The Sindh High Court (SHC) has directed the federal government to provide details of how a US pledge of $70 million, or over Rs 7 billion, meant for girls’ education in Pakistan has been utilised.

The grant was pledged by former US first lady Michelle Obama in July 2016 during a ceremony marked to launch the “Let Girls Learn” programme. Maryam Nawaz, daughter of former prime minister Nawaz Sharif, had been the signatory from the Pakistani side.

According to the programme, Michelle had pledged $70 million for the “Let Girls Learn” initiative. The amount was meant to be utilised for educating girls across Pakistan, help build new schools and renovate hundreds of existing schools, affecting more than 200,000 girl students across the country.

The SHC passed the directive while hearing a petition regarding the programme. The petitioner requested the court direct National Accountability Bureau to investigate whether an embezzlement of funds had taken place.

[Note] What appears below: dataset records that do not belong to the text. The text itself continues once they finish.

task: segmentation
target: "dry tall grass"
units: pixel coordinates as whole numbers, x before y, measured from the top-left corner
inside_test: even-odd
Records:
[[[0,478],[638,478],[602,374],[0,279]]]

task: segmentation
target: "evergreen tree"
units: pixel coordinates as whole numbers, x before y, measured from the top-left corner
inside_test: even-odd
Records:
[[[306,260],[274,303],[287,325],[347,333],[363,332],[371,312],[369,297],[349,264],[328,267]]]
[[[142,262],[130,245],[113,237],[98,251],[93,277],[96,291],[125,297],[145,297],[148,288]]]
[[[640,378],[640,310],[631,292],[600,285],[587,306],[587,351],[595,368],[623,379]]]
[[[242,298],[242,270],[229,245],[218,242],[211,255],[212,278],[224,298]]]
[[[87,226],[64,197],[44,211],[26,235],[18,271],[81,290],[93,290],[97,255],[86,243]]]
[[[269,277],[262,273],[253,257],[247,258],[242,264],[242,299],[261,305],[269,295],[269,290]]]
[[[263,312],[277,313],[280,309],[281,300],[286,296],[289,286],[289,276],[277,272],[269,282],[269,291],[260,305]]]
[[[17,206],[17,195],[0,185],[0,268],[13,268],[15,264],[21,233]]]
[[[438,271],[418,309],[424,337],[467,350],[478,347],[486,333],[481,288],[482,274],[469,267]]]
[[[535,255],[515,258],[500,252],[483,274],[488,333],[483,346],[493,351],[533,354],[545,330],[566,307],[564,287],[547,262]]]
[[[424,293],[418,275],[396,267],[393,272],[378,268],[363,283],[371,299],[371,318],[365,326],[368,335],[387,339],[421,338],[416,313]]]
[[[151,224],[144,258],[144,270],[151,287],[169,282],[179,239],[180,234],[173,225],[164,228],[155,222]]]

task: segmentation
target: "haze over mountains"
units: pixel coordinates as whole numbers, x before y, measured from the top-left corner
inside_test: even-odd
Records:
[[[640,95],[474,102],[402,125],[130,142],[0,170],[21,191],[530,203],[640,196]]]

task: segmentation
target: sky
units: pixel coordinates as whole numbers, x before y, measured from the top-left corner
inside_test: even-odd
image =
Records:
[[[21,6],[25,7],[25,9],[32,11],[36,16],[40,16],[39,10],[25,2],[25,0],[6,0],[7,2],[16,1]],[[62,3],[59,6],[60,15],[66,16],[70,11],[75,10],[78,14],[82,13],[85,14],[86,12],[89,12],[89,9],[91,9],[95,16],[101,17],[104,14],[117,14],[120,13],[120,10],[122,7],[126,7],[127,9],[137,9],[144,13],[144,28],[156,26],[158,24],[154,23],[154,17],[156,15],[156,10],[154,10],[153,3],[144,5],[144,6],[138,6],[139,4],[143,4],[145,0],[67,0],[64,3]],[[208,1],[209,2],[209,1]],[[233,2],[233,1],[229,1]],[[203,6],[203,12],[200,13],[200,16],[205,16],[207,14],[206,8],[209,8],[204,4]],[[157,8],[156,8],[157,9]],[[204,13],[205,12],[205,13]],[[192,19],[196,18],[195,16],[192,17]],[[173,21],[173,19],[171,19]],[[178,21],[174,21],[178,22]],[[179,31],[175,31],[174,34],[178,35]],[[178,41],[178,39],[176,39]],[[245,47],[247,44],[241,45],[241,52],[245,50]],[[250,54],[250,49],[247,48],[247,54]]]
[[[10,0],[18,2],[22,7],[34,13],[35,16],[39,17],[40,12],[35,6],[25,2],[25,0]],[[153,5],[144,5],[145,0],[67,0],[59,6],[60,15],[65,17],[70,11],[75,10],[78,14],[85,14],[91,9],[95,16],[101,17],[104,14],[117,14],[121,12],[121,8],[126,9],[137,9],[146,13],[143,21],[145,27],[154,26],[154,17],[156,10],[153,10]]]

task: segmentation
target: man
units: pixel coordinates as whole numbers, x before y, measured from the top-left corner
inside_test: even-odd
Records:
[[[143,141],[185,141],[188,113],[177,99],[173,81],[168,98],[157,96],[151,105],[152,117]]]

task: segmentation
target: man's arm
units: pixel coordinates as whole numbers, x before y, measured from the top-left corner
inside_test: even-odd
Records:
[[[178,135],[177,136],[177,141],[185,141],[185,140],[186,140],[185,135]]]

The petitioner named Nawaz Sharif, Maryam Nawaz and federal authorities as respondents, maintaining that no progress had apparently taken place with regards to the initiative. The petition said that it needed to be found if the project had been halted altogether or the funds completely embezzled, as no practical steps had been seen taken to further the objectives of the Let Girls Learn programme.

The petitioner also prayed the court to direct federal authorities to explain the capacity in which Maryam signed the agreement with Michelle Obama at the White House.

A federal law officer informed the court that the respondents, including Finance Ministry, Maryam and NAB, had been asked to submit replies, but a response was awaited, seeking additional time to submit the replies. Adjourning the hearing, the court directed the deputy attorney-general to submit a response by October 16.

Given the rather unimpressive record of capitalisation of such funds for the actual cause, we sincerely hope the project has remained on hold until now. For if that isn’t the case, then the country has unfortunately added to the long list of failed projects that had the potential to change the fortunes of our future generations. With Pakistan consistently lagging behind in terms of literacy in general and female literacy in particular, potential misappropriations in such a massive project would indeed be a major lost opportunity. Not just for girls deprived of the chance to receive education, but for millions of Pakistani children that will be born to these, unfortunately, uneducated mothers.